For instance, SoftBank, in charge of raising the $100 billion that the Stargate project announced in January that it would immediately deploy, has yet to sign any financing deals. SoftBank’s credit outlook was lowered to “negative” by the Japan Credit Rating Agency in April, specifically due to its deepening investments in AI, which S&P also describe as a "creditworthiness headwind."
Similarly, over the past year, Microsoft has shifted from warning about a shortage of data centers for AI to stating that data center capacity will be overbuilt. Joe Tsai, chairman of Alibaba, the Chinese e-commerce conglomerate, echoed that concern at a March conference. “I start to see the beginning of some kind of bubble,” he said. “I start to get worried when people are building data centers on spec.”
Constellation’s Dominguez did not use the term bubble in his remarks, but he did offer a strong cautionary note about the projected AI and data center demand growth in his remarks on the company’s Q1 earnings call. “But to be fair, some of the hyperbole about the size of the growth is coming from stakeholders who have their own motivations, including a desire to keep building out the wire system or competitive market utilities that simply want the right or permission to go back and build generation in a competitive market.

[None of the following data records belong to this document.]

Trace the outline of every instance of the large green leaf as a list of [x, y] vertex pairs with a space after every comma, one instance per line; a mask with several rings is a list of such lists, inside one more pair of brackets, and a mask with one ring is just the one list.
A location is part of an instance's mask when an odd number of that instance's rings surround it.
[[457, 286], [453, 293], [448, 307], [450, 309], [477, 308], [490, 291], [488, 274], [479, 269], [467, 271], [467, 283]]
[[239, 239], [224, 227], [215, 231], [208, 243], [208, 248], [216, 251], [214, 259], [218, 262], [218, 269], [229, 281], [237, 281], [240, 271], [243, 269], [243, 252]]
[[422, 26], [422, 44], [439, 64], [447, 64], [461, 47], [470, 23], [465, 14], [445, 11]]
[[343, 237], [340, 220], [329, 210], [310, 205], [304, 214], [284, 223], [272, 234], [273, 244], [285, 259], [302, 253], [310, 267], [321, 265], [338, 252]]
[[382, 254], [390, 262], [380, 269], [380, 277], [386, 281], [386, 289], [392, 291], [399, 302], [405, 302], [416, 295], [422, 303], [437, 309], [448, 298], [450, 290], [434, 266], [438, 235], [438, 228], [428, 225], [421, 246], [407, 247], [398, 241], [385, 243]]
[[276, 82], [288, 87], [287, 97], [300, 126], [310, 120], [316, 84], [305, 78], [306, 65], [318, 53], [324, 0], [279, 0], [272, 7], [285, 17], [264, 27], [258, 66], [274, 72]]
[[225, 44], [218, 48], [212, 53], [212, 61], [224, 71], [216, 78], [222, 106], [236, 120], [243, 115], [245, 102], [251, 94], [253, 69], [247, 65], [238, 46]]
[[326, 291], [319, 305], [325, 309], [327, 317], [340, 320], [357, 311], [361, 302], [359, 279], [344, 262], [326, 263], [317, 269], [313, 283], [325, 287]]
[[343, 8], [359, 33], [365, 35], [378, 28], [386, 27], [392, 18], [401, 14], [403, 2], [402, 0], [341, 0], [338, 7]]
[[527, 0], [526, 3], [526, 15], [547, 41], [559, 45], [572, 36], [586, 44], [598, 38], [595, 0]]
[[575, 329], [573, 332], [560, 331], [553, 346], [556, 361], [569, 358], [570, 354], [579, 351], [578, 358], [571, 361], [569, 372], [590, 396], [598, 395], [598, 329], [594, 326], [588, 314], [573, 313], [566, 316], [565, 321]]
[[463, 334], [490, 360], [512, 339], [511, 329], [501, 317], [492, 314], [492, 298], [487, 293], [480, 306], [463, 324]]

We've been seeing that in a few places. But we also see policymakers becoming skeptical about these claims. That skepticism is warranted in our view.”
That skepticism is warranted in IEEFA’s view as well. If electric utilities build infrastructure—transmission lines, power plants and gas pipelines—to meet data center demand that does not materialize at the levels they anticipate, they likely will be stuck with significant stranded costs. Those stranded costs, in the absence of strong regulatory action, will be passed on to the utilities’ existing electricity consumers. They also will have spent billions of dollars on fossil fuel infrastructure that could have been better spent to further the energy transition.